Critique : Under Fire (1983)

Under Fire est un film dramatique américain réalisé par Roger Spottiswoode.

Au Nicaragua en 1979, le photographe Russel Price couvre la guerre civile opposant le président Somoza aux rebelles. Price et ses collègues Claire et Alex, suite à de malencontreux événements, doivent se cacher de l’armée…


C’est qui Roger Spottiswoode ?

Il n’est pas facile de mettre un visage sur ce réalisateur, qui s’est peu à peu éloigné des projecteurs hollywoodiens. Il faut dire qu’il fait partie des « Yes Man » qui ont signé de grands films et des navets.
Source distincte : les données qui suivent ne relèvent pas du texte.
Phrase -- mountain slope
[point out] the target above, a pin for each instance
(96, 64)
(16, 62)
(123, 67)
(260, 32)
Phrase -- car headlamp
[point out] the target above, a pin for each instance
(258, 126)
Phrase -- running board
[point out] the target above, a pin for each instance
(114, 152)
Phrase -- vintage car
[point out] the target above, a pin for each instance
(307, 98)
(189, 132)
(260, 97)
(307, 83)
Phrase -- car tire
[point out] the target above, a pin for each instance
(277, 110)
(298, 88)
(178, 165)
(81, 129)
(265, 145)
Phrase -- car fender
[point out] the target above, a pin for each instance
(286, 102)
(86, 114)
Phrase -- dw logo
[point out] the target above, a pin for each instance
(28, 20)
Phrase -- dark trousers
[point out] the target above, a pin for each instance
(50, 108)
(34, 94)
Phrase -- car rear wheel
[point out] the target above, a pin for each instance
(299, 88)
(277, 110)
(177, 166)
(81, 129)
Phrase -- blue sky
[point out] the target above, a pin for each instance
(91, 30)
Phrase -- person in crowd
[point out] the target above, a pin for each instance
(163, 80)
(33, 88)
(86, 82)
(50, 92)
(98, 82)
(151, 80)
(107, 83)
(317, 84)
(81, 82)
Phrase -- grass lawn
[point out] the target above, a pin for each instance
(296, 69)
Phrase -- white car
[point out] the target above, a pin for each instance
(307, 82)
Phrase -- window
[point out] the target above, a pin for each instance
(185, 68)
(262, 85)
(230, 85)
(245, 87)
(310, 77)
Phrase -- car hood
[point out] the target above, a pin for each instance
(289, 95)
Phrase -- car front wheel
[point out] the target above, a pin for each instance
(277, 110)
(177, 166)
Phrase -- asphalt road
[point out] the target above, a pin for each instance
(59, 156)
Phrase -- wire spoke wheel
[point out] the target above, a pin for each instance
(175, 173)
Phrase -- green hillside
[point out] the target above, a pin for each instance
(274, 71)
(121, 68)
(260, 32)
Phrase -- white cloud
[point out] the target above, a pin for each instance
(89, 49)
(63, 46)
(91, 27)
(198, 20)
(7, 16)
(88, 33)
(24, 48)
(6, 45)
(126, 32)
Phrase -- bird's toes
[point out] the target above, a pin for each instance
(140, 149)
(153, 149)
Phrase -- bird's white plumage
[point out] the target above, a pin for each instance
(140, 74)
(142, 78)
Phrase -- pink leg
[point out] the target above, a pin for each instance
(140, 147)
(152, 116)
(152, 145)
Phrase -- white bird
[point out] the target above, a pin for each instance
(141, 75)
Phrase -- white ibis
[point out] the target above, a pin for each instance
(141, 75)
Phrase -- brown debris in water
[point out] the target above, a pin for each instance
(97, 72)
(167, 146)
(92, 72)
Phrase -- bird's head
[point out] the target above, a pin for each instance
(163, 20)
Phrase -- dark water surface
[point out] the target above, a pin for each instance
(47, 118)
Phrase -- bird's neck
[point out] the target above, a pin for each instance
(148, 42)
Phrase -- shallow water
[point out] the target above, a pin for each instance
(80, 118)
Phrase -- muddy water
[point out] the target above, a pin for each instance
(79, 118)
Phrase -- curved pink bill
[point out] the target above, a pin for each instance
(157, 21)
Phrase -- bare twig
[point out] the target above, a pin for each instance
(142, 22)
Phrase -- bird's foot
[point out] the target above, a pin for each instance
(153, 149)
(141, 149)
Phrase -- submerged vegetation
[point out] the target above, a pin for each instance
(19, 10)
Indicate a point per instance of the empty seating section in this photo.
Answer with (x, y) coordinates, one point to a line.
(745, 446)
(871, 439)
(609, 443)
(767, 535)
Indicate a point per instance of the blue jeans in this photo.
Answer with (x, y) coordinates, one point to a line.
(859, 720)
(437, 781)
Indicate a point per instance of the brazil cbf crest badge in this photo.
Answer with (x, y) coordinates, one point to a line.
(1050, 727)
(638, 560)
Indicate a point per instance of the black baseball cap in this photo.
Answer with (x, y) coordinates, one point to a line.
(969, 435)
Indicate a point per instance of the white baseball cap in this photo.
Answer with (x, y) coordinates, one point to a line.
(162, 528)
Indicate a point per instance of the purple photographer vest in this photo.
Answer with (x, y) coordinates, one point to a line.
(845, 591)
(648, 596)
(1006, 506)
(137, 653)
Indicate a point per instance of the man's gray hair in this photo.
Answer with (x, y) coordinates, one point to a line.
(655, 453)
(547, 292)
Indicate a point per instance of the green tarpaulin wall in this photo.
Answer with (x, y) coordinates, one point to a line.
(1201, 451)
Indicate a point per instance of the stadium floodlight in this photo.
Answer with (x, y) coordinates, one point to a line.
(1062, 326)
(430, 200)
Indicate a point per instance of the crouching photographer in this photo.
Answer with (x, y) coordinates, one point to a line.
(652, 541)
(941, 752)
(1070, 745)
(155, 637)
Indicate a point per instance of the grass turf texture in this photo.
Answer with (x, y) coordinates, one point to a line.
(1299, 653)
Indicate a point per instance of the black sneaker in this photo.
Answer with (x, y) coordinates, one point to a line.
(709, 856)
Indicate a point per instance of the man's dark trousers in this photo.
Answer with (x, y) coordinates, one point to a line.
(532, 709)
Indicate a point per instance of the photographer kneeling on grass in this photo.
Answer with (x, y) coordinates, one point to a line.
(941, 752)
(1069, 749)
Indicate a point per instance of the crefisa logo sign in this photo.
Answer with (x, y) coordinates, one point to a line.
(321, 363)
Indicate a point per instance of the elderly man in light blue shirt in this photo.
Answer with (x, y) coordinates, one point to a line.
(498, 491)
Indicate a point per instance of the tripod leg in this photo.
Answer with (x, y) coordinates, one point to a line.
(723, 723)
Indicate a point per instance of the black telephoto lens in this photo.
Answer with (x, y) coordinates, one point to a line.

Pour mieux vous faire comprendre, Roger Spottiswood a réalisé « Randonnée pour un tueur » et « Arrête, ou ma mère va tirer ! ». Il a également été aux commandes de « Air America » avec Mel Gibson et Robert Downey Jr, ou encore « A l’aube du 6éme jour » avec Arnold Schwarzenneger. Il en résulte une carrière en dents de scie, alors que le réalisateur était considéré à ses débuts comme la relève de Sam Peckinpah et Alan J. Pakula. « Under Fire » est considéré comme l’une de ses rares réussites, et nous espérons que c’est réellement le cas.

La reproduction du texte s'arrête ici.